# VIC 24 'Advance'



## chris86 (Mar 14, 2011)

Hello,

I am interested in puffers and hope that someone would be able to help me with a query.

I am interested to find out about a puffer still in existance named 'Advance' or VIC 24. I believe it is berthed in Plymouth. I wondered whether anyone has any information or photographs of this vessel.

Any information you have would be greatly appreciated.


Many Thanks,

Chris


----------



## lazyjohn (Mar 3, 2011)

I know of the Vic 96 but have not heard of Vic 24. 
_Mind you that doesn't mean much._

Last heard of Vic 96 in Chatham No1 basin 2009.
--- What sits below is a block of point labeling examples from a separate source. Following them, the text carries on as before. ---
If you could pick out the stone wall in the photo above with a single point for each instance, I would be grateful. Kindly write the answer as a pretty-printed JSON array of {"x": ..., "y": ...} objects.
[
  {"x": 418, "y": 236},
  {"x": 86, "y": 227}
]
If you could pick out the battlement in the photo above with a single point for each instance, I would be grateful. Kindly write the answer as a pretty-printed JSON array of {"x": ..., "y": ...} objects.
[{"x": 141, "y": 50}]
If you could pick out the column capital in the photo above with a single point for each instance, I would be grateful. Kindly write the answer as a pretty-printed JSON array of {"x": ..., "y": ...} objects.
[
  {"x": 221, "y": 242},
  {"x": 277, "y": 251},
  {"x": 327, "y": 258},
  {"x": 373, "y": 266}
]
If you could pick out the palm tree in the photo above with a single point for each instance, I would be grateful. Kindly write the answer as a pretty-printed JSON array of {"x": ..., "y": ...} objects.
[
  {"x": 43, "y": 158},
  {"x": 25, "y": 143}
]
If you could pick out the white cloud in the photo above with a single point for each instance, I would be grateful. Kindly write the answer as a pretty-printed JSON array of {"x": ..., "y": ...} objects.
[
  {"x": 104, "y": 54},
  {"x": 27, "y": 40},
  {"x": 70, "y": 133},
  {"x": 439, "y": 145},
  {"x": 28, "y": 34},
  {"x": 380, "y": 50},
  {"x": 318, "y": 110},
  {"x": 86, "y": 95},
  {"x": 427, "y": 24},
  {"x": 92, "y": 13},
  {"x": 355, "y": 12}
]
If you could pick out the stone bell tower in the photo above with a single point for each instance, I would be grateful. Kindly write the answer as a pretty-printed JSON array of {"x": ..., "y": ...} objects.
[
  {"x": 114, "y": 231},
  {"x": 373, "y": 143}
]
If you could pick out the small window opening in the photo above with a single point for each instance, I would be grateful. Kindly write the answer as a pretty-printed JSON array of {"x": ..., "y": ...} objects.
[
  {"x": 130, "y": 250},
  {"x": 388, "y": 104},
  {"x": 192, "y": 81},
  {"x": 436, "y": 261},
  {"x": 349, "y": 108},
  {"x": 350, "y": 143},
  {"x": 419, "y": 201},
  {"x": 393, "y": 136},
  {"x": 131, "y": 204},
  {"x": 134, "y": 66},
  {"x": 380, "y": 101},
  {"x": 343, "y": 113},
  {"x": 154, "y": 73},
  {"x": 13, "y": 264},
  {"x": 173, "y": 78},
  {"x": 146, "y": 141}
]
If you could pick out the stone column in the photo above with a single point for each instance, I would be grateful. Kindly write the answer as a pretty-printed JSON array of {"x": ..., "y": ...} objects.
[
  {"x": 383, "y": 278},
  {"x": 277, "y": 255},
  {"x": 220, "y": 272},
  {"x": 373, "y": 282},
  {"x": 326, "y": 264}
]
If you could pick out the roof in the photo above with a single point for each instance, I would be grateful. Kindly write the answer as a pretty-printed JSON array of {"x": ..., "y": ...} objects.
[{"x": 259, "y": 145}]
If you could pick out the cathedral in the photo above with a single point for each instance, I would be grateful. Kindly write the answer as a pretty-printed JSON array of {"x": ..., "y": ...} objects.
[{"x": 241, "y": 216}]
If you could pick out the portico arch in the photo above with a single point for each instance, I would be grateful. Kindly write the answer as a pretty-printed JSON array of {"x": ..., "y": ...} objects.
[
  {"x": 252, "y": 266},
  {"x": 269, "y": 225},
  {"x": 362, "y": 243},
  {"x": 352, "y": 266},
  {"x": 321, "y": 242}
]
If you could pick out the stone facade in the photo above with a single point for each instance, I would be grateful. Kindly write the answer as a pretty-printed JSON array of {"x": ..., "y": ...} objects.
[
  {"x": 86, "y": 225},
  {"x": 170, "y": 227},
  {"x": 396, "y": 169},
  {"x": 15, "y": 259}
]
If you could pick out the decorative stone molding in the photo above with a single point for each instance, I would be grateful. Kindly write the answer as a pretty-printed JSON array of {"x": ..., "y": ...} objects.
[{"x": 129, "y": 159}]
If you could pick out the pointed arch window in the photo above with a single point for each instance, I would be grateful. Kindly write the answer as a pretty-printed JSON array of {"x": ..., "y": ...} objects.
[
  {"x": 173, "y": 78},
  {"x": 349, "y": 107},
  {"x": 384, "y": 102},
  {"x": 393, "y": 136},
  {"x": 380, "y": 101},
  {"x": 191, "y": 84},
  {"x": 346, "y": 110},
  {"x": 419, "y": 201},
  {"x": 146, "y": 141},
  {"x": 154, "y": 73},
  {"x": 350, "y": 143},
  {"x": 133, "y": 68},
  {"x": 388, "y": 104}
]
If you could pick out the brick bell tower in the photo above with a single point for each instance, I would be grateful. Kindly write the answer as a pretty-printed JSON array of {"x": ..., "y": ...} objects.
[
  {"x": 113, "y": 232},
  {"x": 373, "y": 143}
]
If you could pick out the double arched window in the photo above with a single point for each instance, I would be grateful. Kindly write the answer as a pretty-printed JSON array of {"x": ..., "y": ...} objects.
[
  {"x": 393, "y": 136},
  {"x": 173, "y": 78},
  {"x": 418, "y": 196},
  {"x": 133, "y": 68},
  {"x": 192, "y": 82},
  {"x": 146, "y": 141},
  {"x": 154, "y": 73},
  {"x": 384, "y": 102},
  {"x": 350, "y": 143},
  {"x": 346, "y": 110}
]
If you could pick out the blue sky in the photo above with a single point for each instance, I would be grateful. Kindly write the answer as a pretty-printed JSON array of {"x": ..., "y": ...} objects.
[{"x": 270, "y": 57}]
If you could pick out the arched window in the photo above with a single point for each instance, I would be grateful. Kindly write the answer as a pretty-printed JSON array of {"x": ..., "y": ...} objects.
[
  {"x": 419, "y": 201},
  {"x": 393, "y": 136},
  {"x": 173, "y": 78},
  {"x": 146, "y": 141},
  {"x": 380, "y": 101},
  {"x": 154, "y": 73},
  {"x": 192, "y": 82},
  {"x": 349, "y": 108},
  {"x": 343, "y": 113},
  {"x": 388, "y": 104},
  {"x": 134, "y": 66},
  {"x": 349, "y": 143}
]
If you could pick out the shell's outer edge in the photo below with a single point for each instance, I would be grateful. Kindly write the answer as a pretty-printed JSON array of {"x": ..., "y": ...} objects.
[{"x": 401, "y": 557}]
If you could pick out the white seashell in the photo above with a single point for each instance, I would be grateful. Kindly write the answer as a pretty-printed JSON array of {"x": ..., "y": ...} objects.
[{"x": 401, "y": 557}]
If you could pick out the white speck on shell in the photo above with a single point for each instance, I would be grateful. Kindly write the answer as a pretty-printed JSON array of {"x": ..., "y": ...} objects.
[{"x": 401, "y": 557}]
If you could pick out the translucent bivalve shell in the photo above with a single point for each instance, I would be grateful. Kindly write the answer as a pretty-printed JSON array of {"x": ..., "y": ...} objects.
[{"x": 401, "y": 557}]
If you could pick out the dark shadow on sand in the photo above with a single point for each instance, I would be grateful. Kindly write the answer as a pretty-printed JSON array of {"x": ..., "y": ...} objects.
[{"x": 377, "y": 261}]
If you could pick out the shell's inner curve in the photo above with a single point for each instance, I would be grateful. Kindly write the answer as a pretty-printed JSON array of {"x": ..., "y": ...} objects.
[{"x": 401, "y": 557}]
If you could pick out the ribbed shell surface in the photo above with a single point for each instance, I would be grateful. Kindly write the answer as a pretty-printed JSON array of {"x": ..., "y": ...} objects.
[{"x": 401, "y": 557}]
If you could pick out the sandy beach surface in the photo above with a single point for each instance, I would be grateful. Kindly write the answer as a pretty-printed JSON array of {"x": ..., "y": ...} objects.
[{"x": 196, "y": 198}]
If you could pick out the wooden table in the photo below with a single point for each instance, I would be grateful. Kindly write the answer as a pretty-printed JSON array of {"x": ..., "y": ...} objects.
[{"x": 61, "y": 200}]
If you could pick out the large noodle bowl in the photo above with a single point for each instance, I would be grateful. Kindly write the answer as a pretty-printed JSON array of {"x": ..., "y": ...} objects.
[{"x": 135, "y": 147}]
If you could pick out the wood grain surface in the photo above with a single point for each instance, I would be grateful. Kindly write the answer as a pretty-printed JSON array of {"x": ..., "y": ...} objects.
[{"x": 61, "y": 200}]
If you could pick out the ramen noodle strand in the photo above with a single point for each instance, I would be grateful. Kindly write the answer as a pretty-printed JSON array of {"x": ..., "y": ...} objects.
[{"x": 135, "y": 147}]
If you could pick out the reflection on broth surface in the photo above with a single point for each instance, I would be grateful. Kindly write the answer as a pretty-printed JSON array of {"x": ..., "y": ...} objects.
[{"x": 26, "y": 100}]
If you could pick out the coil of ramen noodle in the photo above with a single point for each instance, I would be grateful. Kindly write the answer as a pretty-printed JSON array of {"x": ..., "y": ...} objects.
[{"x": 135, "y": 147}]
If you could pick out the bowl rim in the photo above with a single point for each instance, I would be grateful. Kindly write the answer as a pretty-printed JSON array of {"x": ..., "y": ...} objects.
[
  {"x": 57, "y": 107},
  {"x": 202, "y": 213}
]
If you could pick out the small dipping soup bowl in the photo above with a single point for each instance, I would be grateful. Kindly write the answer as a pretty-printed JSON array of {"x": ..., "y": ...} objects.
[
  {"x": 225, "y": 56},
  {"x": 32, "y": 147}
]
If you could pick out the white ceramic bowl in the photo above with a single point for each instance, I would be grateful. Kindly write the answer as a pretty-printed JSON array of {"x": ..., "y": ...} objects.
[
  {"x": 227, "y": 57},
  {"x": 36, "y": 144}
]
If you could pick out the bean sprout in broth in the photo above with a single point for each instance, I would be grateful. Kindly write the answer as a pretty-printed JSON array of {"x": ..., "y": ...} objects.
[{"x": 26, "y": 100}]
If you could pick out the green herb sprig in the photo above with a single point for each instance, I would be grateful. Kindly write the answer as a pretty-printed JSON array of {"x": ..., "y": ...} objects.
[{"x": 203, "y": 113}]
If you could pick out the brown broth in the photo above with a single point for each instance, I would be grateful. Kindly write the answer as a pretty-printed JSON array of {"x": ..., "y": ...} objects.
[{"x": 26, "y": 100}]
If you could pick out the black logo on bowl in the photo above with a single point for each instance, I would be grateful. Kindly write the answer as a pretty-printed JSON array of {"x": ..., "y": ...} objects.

See http:\\www.vic96.co.uk


----------



## iantait (Apr 6, 2006)

Havn't seen a puffer or vic boat in guzz for years


----------



## chris86 (Mar 14, 2011)

Hi, after a little searching I can find a little information at the below link:

http://www.nationalhistoricships.org.uk/ships_register.php?action=ship&id=79

However, this has not been updated for some time. Puffers are rare vessels these days, especially in early engineroom/wheelhouse arrangement.


----------



## Don Matheson (Mar 13, 2007)

Chris as this information was posted in 1996 and as Pounds is a well known shipbreakers I am afraid your search may be wasted,
You could always contact Pounds or the National Historic Ships people they may be your only way forward.
Would be delighted to hear I was wrong!

Don


----------



## aholtham (Nov 22, 2007)

VIC24 was still located at Oreston before the winter which is located on the River Plym. The area is up for re-development and no doubt may be moving soon. Regards Tony.


----------



## lazyjohn (Mar 3, 2011)

I think you can see VIC 24 on google earth.

Go to Oreston, then zoom in on the mud berth midway between 'Oreston and Turnchapel'.

If it's her, she is moored bows on to the bank, with a jolly boat on the cargo hatch.


----------



## aholtham (Nov 22, 2007)

Visited the location today and the Advance is still there. Boat yard still in use and therefore not likely to move immediately. However has changed berths and difficult to locate from the road. Regards Tony.


----------